There was a zip, a crack, and then there was a body falling over the railing, bullet wound in its head. 

 

_KL:_

 

“What the fuck?” 

Eliza, who had been punching the air since she first heard her daughter’s voice, froze.

“Who the hell just shot her? When did they get a sniper?”

Kara had no answer. All she had was Lena’s mind, all her thoughts and feelings, insisting that she was good and worthy and loved, that she wasn’t alone. 

“I believe we’re about to find out,” J’onn rumbled, “if everyone will be quiet enough for us to pay attention.”

 

_KT:_

 

Tallulah looked up, following the line of the bullet back to its shooter, and saw none other than Leonida Boon, FBI, on the catwalk framing the other edge of the room.

 

_KL:_

 

_“WHAT THE FUCK?”_

 

_KT:_

 

“Thank you for coming,” Tallulah managed.
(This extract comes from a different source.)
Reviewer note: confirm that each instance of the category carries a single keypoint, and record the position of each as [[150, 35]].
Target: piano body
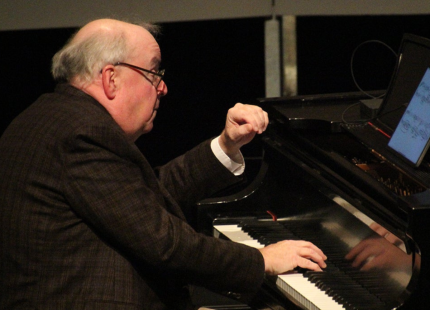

“Thanks for inviting me.” The agent strode over like she was taking a leisurely walk in the park, and Tallulah realized she wasn’t holding the gun.

The tall woman behind her was. 

The tall, broad-shouldered, blue-eyed blonde, to be precise, with the scar above her eyebrow. 

“Kit?”

 

_KL:_

 

“How are you in there?”

“The Music Meister made characters based off people we knew. Similar, but not the same, so we could apply what we’d learned.”

“So Lena’s mind decided on you flying in and saving her from her mother?”

“On my image. On… Kit.”

“So, if Kit’s not you, am I allowed to say Kit’s smokin’?”

Vasquez elbowed Lucy in the ribs.

“Most of us are thinking it, and everyone else is her parent, so it’s fine.”

M’gann sighed. “If anything, I’m her cool aunt who lets her sneak beers at Thanksgiving.”

 

_KT:_

 

“Sorry I didn’t stay home,” Kit quipped across empty space, shouldering her rifle and stepping around Agent Boon before breaking into a full sprint.

Tallulah wiped her face, blood, sweat, and tears coming away on her sleeve. “Sorry I didn’t tell you everything. I really wanted to.”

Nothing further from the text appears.